Beitrag von GELSENZENTRUM »

Gedanken von Herman Neudorf

Der in Gelsenkirchen-Horst geborene Herman Neudorf hat den Holocaust überlebt. Herman Neudorf, der heute in den USA lebt, hat mir seine Gedanken zur so genannten "Reichskristallnacht" am 9. November 1938 übermittelt.

Die Botschaft in Hermans Zeilen richtet sich an uns alle:
Meine Gedanken zum 70. Jahrestag der "Reichskristallnacht":

"Viele Jahre sind vergangen seit meiner Befreiung aus der Hölle der Lager. Ich kann jedoch immer noch nicht fassen, wie ein scheinbar so kulturelles Volk in die Hände eines Fanatikers fallen konnte und von dem unzählige Mörder entsprangen. Die "Kristallnacht" war das Ergebnis eines Rassenhasses, der einst friedliche Nachbarn in wilde Tiere verwandelte. Mögen wir alle hoffen und wachsam sein, dass solche Untaten nie mehr geschehen...Vergeben muss man, aber vergessen ist unmöglich!

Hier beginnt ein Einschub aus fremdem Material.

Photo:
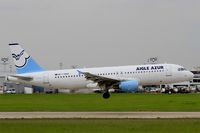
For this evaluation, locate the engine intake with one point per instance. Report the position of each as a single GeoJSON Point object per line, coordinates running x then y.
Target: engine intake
{"type": "Point", "coordinates": [129, 86]}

Herman Neudorf, im Oktober 2008
Die Nacht vom 9. auf den 10. November 1938

Die Pogrome markierten den Übergang von der Diskriminierung und Ausgrenzung der deutschen Juden seit 1933 zur systematischen Verfolgung, die knapp drei Jahre später in den Holocaust an den europäischen Juden im Machtbereich der Nationalsozialisten mündete.

(...)"Sämtliche jüdische Geschäfte sind sofort von SA-Männern in Uniform zu zerstören. Nach der Zerstörung hat eine SA-Wache aufzuziehen, die dafür zu sorgen hat, dass keinerlei Wertgegenstände entwendet werden können. (...) Die Presse ist heranzuziehen. Jüdische Synagogen sind sofort in Brand zu stecken, jüdische Symbole sind sicherzustellen. Die Feuerwehr darf nicht eingreifen. Es sind nur Wohnhäuser arischer Deutscher zu schützen, allerdings müssen die Juden raus, da Arier in den nächsten Tagen dort einziehen werden. (...) Der Führer wünscht, dass die Polizei nicht eingreift. Sämtliche Juden sind zu entwaffnen. Bei Widerstand sofort über den Haufen schießen. An den zerstörten jüdischen Geschäften, Synagogen usw. sind Schilder anzubringen, mit etwa folgendem Text: "Rache für Mord an von Rath. Tod dem internationalen Judentum. Keine Verständigung mit Völkern, die judenhörig sind. Dies kann auch erweitert werden auf die Freimaurerei." (...)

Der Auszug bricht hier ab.